What does Canada want from immigrants?

 


Prime Minister Stephen Harper’s government is on the right track in tailoring Canada’s immigration policy to the country’s growing needs, today’s editorial says. (THE CANADIAN PRESS)

Harper government shows foresight in immigration reform
January 2, 2013 – 4:15am THE CHRONICLE HERALD | EDITORIAL

Prime Minister Stephen Harper’s government is on the right track in tailoring Canada’s immigration policy to the country’s growing needs, today’s editorial says. (THE CANADIAN PRESS)

WHAT do immigrants want most from Canada? There are as many answers to that question as there are applicants, although freedom and prosperity are obviously top attractions.

But what does Canada want from immigrants? In the midst of an overhaul of immigration policy, Ottawa’s unequivocal answer is skilled labour.

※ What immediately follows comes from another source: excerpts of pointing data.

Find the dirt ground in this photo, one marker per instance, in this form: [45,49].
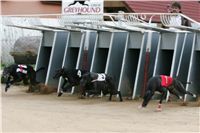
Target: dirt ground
[28,112]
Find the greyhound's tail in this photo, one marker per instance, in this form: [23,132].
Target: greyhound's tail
[42,68]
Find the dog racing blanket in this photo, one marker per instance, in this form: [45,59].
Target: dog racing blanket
[166,81]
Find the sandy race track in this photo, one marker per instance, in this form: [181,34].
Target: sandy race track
[28,112]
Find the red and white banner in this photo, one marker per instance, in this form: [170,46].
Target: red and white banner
[82,6]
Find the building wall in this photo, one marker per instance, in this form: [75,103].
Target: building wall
[26,7]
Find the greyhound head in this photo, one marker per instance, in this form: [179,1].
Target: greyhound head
[6,72]
[58,73]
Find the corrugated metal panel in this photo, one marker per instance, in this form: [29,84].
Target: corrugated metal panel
[189,8]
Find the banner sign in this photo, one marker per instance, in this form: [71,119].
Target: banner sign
[82,6]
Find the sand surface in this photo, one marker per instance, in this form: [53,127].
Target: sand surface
[30,112]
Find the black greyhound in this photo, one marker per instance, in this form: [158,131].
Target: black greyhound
[19,72]
[70,76]
[101,82]
[82,2]
[161,84]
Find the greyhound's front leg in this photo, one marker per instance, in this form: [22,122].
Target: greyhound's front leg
[174,92]
[8,83]
[62,88]
[164,94]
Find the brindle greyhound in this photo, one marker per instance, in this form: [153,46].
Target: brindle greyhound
[70,76]
[101,82]
[161,84]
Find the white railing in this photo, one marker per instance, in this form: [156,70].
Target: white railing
[167,19]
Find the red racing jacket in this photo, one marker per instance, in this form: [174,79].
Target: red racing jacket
[166,81]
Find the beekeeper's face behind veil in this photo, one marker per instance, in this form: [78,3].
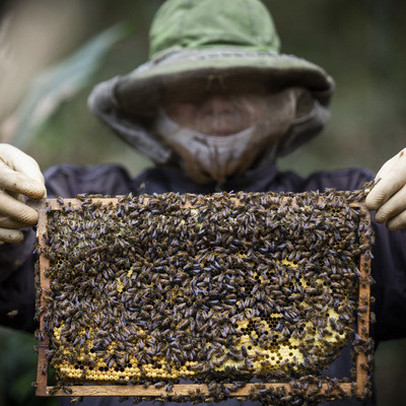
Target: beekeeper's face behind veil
[216,97]
[222,134]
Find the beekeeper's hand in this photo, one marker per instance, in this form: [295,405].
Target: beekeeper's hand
[19,176]
[388,196]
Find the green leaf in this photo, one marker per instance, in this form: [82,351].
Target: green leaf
[62,82]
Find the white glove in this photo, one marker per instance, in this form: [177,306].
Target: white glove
[19,176]
[388,196]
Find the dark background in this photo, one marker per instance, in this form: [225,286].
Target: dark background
[360,43]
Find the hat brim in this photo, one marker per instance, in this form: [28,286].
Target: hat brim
[192,72]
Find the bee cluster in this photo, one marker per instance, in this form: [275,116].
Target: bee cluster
[213,289]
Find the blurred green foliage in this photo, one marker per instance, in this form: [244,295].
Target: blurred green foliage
[360,43]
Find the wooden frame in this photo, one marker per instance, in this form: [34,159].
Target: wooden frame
[358,387]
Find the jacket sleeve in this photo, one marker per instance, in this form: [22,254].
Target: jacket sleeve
[389,259]
[17,261]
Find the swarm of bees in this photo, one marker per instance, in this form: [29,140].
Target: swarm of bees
[213,289]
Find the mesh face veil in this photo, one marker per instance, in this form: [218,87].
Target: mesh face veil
[214,158]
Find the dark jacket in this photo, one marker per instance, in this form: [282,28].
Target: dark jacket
[388,266]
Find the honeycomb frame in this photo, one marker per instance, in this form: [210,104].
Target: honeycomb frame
[357,387]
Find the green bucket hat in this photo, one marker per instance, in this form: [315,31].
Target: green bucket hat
[198,44]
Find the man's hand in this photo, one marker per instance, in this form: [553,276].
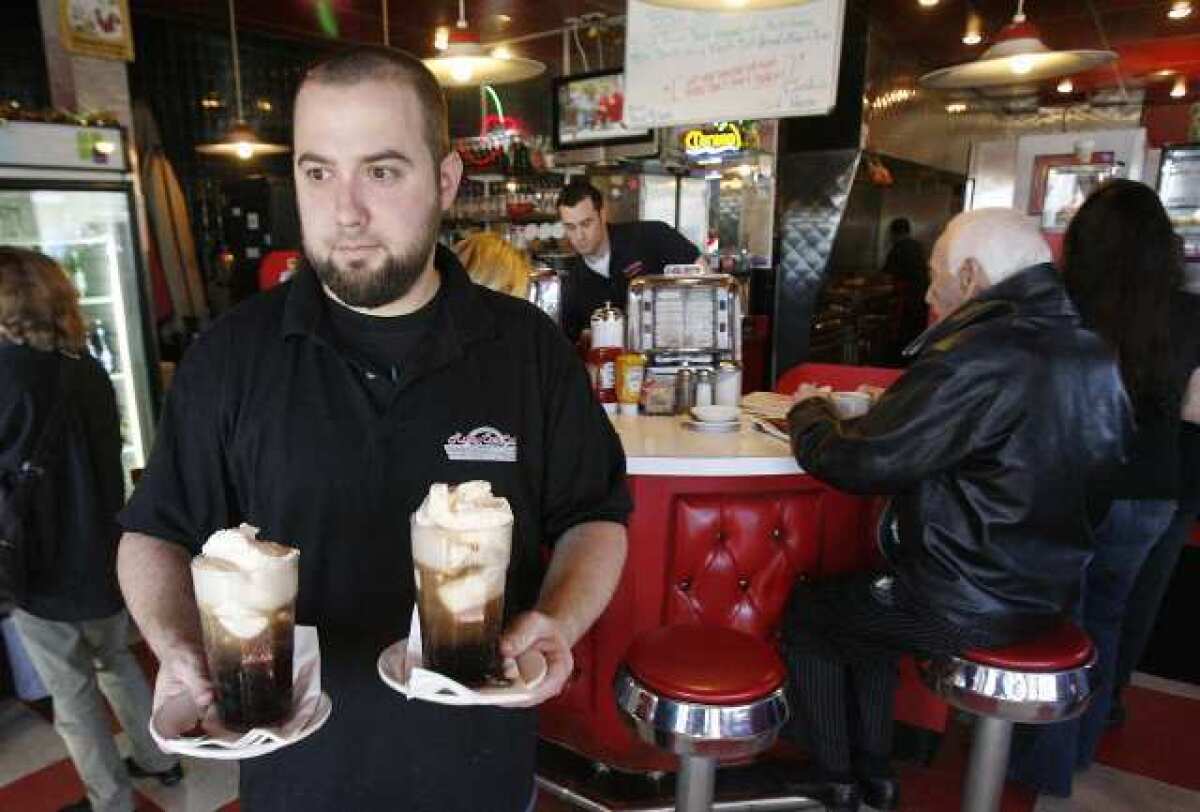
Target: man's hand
[534,630]
[1192,398]
[807,391]
[183,671]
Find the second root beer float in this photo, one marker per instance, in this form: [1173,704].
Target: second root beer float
[462,537]
[246,590]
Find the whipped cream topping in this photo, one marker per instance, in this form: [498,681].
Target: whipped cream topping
[468,506]
[238,577]
[461,528]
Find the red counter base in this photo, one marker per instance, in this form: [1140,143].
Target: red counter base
[719,552]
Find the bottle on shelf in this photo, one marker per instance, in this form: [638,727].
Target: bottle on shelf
[101,348]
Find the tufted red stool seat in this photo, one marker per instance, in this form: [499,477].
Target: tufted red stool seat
[1038,681]
[707,693]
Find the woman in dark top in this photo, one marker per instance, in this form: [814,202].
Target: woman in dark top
[72,620]
[1123,266]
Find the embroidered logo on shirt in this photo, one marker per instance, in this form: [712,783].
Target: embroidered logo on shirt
[483,444]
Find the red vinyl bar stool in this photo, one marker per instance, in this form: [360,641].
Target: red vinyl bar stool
[707,693]
[1048,679]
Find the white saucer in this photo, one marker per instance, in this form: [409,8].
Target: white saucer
[724,427]
[529,669]
[227,751]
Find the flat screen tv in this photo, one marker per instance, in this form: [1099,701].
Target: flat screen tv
[588,110]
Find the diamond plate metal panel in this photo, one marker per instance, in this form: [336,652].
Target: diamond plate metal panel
[814,190]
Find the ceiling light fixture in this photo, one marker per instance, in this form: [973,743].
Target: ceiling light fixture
[1180,11]
[1018,55]
[725,5]
[240,140]
[973,32]
[465,61]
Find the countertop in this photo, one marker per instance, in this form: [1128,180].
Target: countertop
[661,446]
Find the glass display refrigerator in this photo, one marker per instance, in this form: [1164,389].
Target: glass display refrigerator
[1068,186]
[1179,187]
[67,192]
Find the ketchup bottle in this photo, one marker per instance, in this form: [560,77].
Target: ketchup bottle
[607,344]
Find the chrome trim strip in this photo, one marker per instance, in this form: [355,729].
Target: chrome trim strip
[1026,697]
[721,732]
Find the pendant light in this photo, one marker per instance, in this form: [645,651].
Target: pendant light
[725,5]
[1018,56]
[466,64]
[240,140]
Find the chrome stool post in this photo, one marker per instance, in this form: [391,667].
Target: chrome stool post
[683,696]
[1044,680]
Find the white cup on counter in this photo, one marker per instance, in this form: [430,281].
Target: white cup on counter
[851,404]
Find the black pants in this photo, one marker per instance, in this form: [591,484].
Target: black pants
[843,638]
[1149,591]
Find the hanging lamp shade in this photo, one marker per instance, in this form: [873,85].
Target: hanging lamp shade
[240,142]
[726,5]
[1018,58]
[466,64]
[243,143]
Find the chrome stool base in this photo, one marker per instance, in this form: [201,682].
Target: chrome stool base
[999,698]
[702,735]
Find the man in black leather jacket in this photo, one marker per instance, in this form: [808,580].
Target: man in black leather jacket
[987,445]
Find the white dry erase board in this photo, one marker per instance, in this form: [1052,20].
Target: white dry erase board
[688,66]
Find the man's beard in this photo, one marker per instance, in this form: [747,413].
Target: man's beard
[359,286]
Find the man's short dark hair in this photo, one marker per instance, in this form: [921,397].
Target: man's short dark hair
[577,191]
[361,64]
[900,227]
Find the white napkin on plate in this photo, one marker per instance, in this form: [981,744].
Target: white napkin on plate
[179,714]
[432,686]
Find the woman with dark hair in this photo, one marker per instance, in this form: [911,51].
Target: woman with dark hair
[1123,268]
[72,620]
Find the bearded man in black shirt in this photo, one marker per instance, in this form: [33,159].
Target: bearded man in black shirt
[322,411]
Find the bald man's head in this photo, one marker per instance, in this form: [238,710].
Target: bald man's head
[981,248]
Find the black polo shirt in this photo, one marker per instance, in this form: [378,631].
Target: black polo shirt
[268,422]
[637,248]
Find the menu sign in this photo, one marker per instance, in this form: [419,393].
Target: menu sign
[685,66]
[96,28]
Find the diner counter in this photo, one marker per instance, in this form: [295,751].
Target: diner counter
[663,446]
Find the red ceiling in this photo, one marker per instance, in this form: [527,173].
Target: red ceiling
[411,22]
[1139,30]
[931,37]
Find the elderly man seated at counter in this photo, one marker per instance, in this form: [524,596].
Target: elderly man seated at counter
[987,446]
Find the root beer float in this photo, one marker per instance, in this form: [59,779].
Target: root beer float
[462,537]
[245,590]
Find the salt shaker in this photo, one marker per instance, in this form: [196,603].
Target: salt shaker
[685,390]
[727,390]
[703,388]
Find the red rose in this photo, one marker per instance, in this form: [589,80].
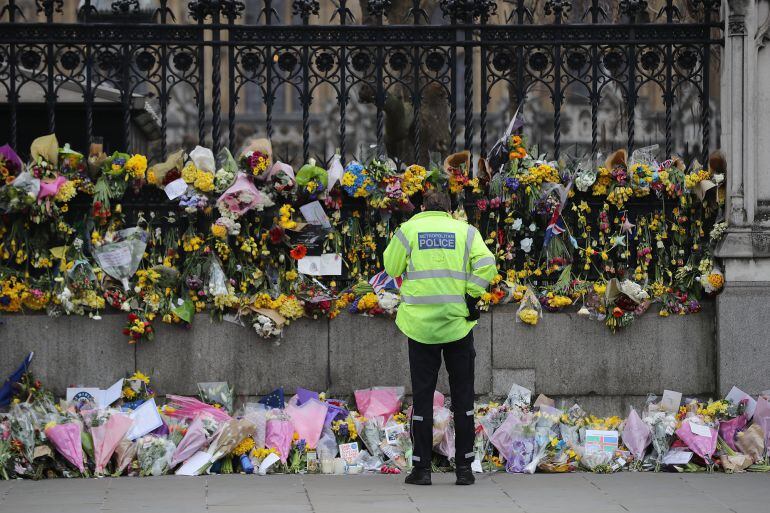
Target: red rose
[299,252]
[276,234]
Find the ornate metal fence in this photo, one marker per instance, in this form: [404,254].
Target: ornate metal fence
[481,49]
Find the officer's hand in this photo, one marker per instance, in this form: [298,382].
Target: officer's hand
[473,309]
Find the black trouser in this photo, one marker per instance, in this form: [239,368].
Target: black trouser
[424,364]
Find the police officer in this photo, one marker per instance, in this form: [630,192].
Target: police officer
[448,267]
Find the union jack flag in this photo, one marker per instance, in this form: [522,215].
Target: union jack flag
[555,227]
[382,280]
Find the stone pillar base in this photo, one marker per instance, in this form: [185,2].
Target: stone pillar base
[743,336]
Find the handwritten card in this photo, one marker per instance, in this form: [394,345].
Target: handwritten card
[314,213]
[100,398]
[328,264]
[700,430]
[677,458]
[671,401]
[146,419]
[601,441]
[349,452]
[176,188]
[736,395]
[392,433]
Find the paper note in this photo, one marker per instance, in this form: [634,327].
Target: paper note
[100,398]
[146,419]
[700,429]
[677,458]
[176,188]
[671,401]
[314,213]
[736,395]
[601,441]
[235,319]
[349,452]
[335,171]
[268,462]
[118,257]
[392,433]
[519,396]
[329,264]
[194,464]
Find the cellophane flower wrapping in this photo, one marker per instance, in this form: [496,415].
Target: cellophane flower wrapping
[197,438]
[23,428]
[66,439]
[120,259]
[189,408]
[515,441]
[379,401]
[308,420]
[125,453]
[241,197]
[636,435]
[107,436]
[662,426]
[217,392]
[279,433]
[762,418]
[530,310]
[257,414]
[229,436]
[728,429]
[751,442]
[703,446]
[154,455]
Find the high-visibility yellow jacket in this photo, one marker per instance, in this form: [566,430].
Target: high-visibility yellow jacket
[444,259]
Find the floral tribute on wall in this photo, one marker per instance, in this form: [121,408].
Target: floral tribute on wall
[312,432]
[249,238]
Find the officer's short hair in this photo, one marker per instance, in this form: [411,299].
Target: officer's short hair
[436,200]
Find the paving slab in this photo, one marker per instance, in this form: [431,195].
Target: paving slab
[625,492]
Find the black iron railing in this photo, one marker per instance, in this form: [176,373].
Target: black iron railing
[464,62]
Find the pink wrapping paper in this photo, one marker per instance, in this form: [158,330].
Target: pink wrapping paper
[107,437]
[189,408]
[194,440]
[233,197]
[66,439]
[636,435]
[50,188]
[729,428]
[278,436]
[703,446]
[762,418]
[308,420]
[381,402]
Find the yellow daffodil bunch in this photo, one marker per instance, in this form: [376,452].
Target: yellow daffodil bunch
[136,166]
[284,217]
[529,316]
[413,180]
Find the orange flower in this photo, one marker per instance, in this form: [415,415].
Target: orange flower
[299,252]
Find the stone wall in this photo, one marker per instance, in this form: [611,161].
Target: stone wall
[565,356]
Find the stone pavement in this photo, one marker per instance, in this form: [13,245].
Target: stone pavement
[541,493]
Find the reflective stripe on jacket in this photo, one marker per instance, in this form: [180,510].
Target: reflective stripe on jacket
[444,259]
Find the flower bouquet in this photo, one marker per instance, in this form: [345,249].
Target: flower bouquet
[154,454]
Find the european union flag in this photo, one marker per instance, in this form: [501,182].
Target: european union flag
[274,399]
[6,391]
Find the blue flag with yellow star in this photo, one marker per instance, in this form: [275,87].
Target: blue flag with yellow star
[274,399]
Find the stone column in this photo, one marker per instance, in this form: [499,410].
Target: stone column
[743,314]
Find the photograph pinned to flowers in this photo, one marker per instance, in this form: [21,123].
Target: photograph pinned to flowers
[218,394]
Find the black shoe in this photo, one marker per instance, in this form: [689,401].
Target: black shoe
[464,476]
[419,476]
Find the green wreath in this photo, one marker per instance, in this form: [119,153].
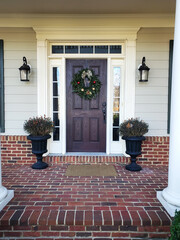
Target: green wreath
[86,84]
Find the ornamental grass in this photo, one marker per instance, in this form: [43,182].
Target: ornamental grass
[133,128]
[39,126]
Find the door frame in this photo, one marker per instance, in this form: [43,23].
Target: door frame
[127,61]
[112,61]
[102,97]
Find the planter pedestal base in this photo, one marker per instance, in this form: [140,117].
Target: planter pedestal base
[133,148]
[39,147]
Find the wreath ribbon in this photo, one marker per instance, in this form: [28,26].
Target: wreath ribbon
[86,84]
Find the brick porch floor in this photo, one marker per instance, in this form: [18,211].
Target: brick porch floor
[49,205]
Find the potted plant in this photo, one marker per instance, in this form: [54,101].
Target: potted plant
[39,129]
[132,131]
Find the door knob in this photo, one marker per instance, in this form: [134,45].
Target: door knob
[104,111]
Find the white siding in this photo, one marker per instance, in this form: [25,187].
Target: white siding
[20,97]
[152,97]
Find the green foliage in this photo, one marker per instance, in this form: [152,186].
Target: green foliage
[79,86]
[133,127]
[38,126]
[175,227]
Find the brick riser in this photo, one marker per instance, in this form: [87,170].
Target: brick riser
[17,150]
[49,205]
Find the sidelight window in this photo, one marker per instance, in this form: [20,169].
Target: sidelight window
[55,108]
[1,87]
[116,102]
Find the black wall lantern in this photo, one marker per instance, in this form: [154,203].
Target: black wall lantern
[25,70]
[144,71]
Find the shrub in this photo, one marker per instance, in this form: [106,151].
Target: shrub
[133,127]
[39,126]
[175,227]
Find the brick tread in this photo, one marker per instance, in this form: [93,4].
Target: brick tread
[128,215]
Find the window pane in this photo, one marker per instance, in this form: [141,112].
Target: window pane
[55,104]
[116,119]
[115,49]
[86,49]
[116,91]
[115,134]
[56,134]
[116,105]
[57,49]
[71,49]
[56,119]
[101,49]
[55,89]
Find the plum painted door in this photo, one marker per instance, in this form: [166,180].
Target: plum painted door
[86,122]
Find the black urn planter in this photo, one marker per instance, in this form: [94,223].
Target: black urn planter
[133,148]
[39,147]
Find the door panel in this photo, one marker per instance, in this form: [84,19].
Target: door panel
[86,128]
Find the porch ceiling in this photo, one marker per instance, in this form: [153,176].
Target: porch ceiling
[86,6]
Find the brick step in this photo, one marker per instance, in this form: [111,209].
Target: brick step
[48,204]
[17,150]
[86,159]
[97,225]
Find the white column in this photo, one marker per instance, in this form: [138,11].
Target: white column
[42,77]
[5,195]
[130,79]
[171,194]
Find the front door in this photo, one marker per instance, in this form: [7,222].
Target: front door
[86,123]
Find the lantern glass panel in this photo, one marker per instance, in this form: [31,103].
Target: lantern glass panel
[144,75]
[24,75]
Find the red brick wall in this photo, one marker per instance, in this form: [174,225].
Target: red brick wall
[17,150]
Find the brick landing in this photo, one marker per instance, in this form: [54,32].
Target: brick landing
[49,205]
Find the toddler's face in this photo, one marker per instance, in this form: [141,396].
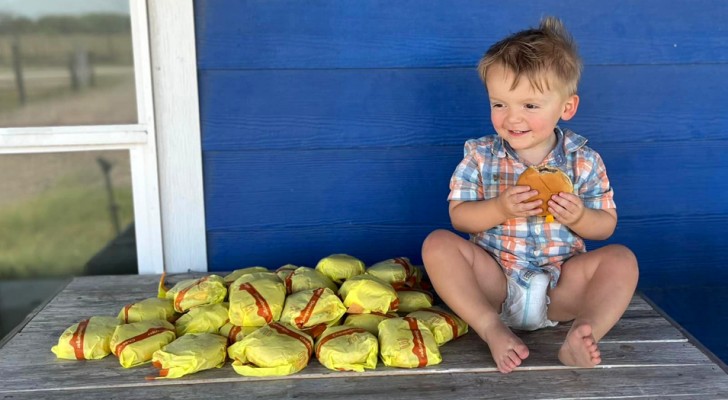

Prime Minister Stephen Harper’s response to skills shortages at home, and stiff global competition for skilled immigrants, has been to move from a “passive” system that operated on a first-come, first-served basis. Under the new “activist” paradigm, the priority is to receive, and even recruit, immigrants whose résumés correspond with Canada’s economic priorities.

The transition has not been seamless. To clear the backlog, Ottawa jettisoned 280,000 skilled-immigrant applications received before 2008 and reimbursed $130 million in fees, exposing itself to a class-action lawsuit. But the government now estimates skilled-worker applications will be processed within a year, not the old norm of eight years.

Timeliness and convenience are crucial to attracting talent. The Conservatives have made it easier to retain foreign graduate students and white-collar skilled workers by allowing them to apply for permanent residency from within the country. Canadian work experience required to make that application has been cut in half to 12 months.

Ottawa is also paving the way for skilled tradespeople to supply the needs of the resource economy. Under this new stream, a job offer in Canada and a provincial certificate of qualification might get you in the door if you are in a sought-after blue-collar profession — an electrician or pipe-fitter, for example.

Sensibly, the threshold has been lowered for language proficiency and post-secondary education in this category. Only 3,000 such applicants are being accepted for now, but the plan is to ramp up this program.

The domestic labour pool cannot fix the skills shortage. Some 300,000 construction jobs will be begging to be filled over the next decade. Without importing skills, Canada’s economic development will be severely hampered and labour costs for mega-projects like Muskrat Falls in Labrador will be driven up.

The government has shown both fortitude and foresight by tailoring immigration policy to the country’s growing needs.